Overview of what is wrong with the competition, and why what I'm offering is better.
"Very loosely speaking, that means that there are correct answers to be had for all meaningful questions, both about reality and about morality, and that we can in principle differentiate those correct answers from the incorrect ones; and that those correct answers are not correct simply because someone decreed them so, but rather, they are independent of anyone's particular opinions, and grounded instead in our common experience. Put another way: that what is true and what is good are beyond the decree of any of us, yet within reach of each of us; and that we can in principle always eventually tell whether someone's opinion is right or wrong, but we can never immediately assume any opinion to be such, and must give each the benefit of the doubt until proof is found one way or the other."
Overview of what the thing I'm offering is, in more detail.

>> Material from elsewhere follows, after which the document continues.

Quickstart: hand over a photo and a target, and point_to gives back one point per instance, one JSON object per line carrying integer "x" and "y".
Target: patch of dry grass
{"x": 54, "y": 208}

"That general philosophical view is the underlying reason I will give for all of my more specific philosophical views: everything that follows does so as necessary to conform to that broad general philosophy, rejecting any views that require either just taking someone's word on some question or else giving up all hope of ever answering such a question, settling on whatever views remain in the wake of that rejection.
The core principles I will outline have immediate implications about what kinds of things are real, what kinds of things are moral, the methods of attaining knowledge, and the methods of attaining justice, which will each be covered in their own essays. Those positions then raise immediate questions about the nature of the mind and the will, and the legitimacy of educational and governmental institutes, which will again each be covered in their own essays. But all of that first requires a framework of linguistic meaning to make any sense of, which will be covered in its own essay, along with attendant essays on the related topics of logic and mathematics, and rhetoric and the arts, each covering different facets of communication in more detail. And with all of that in place, we finally have the background to tackle the most practical questions of enlightenment, empowerment, and leading a meaningful life, each of which will be covered in its own essay as well."
Structural overview of the rest of the book to follow.
"For these far-reaching influences, I see philosophy as the most central field of study, bridging the most abstract of topics like language, math, and the arts, to the physical and ethical sciences that in turn support the development of all the tools used to do the jobs of all the world's various trades. It is in light of that pragmatic role of philosophy that I will begin my approach to the subject, and it was likewise that centrality that initially drew me to it."
Another take on why this subject is important, and segue to the next section where I explain why I found this important and how and why I'm sharing it with others now.
...
That's the first section for now, gotta run.